Temos habitualmente acesso à informação com origem em fontes ocidentais que nos dão conta de atentados e ataques armados alegadamente visando a população civil. Ainda no início de Outubro a ONU disse registar com preocupação o aumento de ataques, atribuídos ao Estado Islâmico (a quem é atribuída responsabilidade pela maioria das vítimas) e aos Talibã. Mas do lado do “Emirato Islâmico do Afeganistão” (Talibã) há uma acusação semelhante às forças de ocupação dizendo que são elas as responsáveis pela maioria das vítimas e das aldeias afegãs destruídas, e revelando uma lista dos locais atacados, dos danos provocados e do número de mortos. Diversas fontes, investigadores e analistas, admitem que em 2018 a guerra no Afeganistão pode ser a mais mortal entre todas as guerras que estão a decorrer.   

Longe vão os tempos, no verão de 2009, quando a ISAF tentou implementar a chamada “comprehensive approach” que, numa tradução livre, terá significado uma tentativa de aproximação amigável. O problema é que apesar desta tentativa, as viaturas militares nunca deixaram de ter uma espécie de sinal de stop onde se via a palma aberta de uma mão acompanhada de uma mensagem que convidava a manter distância.

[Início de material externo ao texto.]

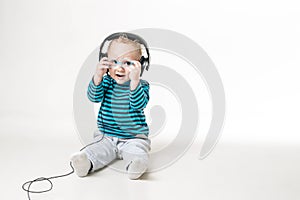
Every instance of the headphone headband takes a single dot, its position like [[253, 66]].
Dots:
[[145, 61]]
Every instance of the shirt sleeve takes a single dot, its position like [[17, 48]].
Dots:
[[140, 96], [95, 92]]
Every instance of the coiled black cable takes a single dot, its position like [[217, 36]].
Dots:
[[26, 186]]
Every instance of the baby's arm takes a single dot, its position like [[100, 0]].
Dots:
[[97, 84], [95, 92], [139, 97]]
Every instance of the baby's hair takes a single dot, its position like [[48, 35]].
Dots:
[[125, 40]]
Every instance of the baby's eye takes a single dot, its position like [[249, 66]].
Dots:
[[128, 63]]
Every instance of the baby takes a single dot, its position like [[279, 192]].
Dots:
[[123, 131]]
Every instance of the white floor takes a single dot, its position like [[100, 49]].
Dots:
[[232, 171]]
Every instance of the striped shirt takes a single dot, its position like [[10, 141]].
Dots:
[[121, 112]]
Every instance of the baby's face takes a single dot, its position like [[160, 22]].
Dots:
[[121, 53]]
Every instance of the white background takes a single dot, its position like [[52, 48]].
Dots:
[[255, 46]]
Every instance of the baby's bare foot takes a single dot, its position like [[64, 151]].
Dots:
[[81, 164]]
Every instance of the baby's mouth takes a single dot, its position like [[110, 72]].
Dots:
[[120, 75]]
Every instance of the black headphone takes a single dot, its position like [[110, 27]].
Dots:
[[145, 61]]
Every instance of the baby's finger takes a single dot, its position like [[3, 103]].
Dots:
[[107, 63]]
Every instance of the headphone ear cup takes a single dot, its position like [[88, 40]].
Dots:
[[142, 61]]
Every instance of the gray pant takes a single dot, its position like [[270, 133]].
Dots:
[[105, 149]]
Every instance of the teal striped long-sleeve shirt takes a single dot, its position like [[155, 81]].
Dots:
[[121, 113]]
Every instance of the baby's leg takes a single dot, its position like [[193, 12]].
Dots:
[[94, 156], [135, 153]]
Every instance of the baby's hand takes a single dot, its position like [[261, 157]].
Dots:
[[101, 69], [134, 70]]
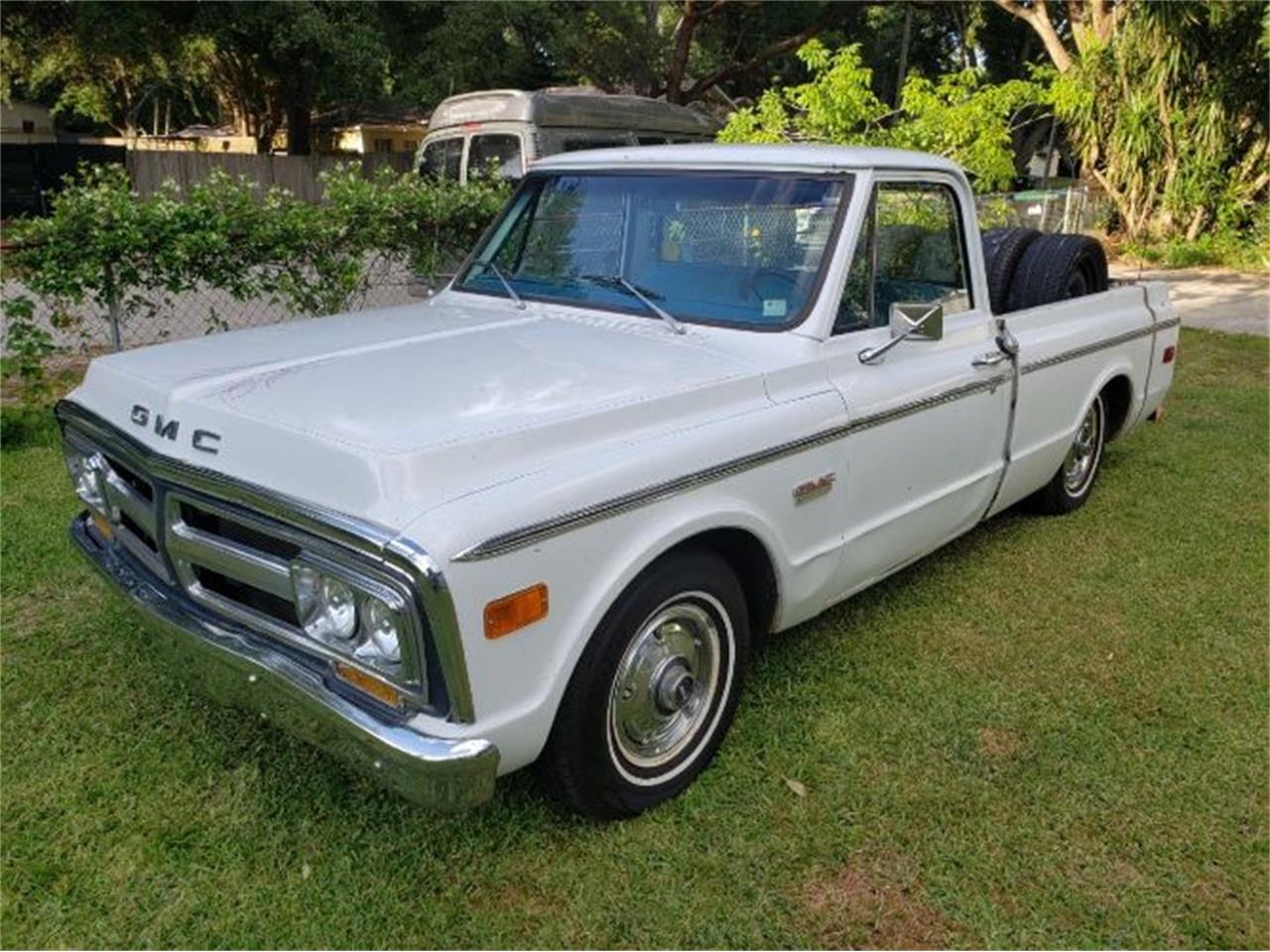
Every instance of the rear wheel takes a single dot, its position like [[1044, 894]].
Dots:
[[654, 692], [1075, 479]]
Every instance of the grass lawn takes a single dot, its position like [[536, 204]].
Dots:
[[1053, 733]]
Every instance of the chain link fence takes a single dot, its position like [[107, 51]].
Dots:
[[141, 317], [145, 317]]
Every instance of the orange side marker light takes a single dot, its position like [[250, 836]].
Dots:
[[513, 612]]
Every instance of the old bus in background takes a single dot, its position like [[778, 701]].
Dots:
[[508, 128]]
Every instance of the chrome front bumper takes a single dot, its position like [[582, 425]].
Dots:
[[243, 670]]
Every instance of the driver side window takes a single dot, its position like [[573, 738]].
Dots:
[[912, 250]]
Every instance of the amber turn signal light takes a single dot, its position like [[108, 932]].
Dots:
[[373, 687], [513, 612]]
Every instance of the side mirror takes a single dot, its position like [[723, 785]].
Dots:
[[917, 321]]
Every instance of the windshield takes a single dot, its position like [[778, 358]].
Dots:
[[742, 250]]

No Afeganistão nunca houve aproximação nem qualquer possibilidade de relação mais afável com a população pela simples razão de que os afegãos sabiam muito bem o que podiam esperar de forças militares invasoras. E as coisas têm vindo sempre a piorar.

Desde Janeiro de 2015 um grupo de Mujahideen jurou lealdade ao Califa Abu Bakr Al Bagdadi e o Estado Islâmico desenvolveu a sua presença no Afeganistão. Talibã e Estado Islâmico são inimigos, mas combatem os ocupantes com a mesma determinação e com o mesmo objectivo: fazê-los sair do país. Não se conhecem os verdadeiros motivos, mas desde há meia-dúzia de meses que os Estados Unidos negoceiam com dirigentes Talibã. O mais recente encontro foi a 12 de Outubro, no Catar. Negociar é a única solução em todos os conflitos e principalmente num país onde os Talibã controlam cerca de um terço do território.

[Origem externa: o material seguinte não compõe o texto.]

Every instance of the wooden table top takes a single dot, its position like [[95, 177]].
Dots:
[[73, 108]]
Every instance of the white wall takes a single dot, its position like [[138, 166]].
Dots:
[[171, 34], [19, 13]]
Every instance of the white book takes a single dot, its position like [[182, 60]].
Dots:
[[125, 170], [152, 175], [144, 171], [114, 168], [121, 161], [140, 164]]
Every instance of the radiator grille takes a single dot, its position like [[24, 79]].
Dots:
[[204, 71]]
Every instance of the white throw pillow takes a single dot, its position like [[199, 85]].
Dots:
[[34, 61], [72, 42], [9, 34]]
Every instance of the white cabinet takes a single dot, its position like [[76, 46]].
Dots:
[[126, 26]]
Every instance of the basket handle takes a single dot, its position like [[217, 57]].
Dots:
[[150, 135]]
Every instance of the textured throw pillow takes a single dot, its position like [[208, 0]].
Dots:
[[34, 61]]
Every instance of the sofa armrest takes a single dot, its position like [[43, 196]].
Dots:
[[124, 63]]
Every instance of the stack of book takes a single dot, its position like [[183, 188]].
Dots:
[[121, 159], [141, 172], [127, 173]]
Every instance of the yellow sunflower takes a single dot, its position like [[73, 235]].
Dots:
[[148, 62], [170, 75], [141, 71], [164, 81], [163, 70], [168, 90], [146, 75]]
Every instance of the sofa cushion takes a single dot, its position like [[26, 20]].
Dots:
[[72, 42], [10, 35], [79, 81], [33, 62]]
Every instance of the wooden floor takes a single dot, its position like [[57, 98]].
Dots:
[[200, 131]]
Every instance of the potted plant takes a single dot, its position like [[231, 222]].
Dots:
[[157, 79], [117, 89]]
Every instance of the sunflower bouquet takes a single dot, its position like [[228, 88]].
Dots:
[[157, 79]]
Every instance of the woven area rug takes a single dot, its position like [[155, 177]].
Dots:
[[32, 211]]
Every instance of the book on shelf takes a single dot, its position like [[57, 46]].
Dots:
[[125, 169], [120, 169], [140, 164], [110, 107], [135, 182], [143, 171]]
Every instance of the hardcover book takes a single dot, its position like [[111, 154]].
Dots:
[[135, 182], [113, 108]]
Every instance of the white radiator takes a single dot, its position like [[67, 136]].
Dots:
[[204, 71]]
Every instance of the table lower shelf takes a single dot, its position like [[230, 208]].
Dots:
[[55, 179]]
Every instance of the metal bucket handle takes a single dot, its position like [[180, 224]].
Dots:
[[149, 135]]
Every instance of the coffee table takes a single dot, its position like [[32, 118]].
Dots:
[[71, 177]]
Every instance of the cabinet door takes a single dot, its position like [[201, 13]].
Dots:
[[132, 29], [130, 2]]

Para este sábado, dia de eleições, os Talibã avisaram escolas e professores para que não colaborem ou participem nas eleições. Argumentam que das eleições vai sair um Parlamento que apenas serve para legitimar a ocupação e a presença dos invasores, considerando que é dever nacional e religioso de todos os afegãos boicotar o processo eleitoral. Já se sabe que na província de Kandahar as eleições foram adiadas devido a um atentado que matou o chefe da polícia e o chefe dos serviços secretos (não muito longe do local onde estava Scott Miller, comandante militar norte-americano) e que das sete mil assembleias de voto, mais de duas mil nem sequer vão abrir. A campanha eleitoral foi violenta: morreram 10 candidatos e houve alguns raptados. Perante os factos e a realidade política, soam absurdas todas as garantias de segurança que as autoridades afegãs apregoam relativamente ao dia das eleições. E em Abril do próximo ano estão previstas eleições presidenciais.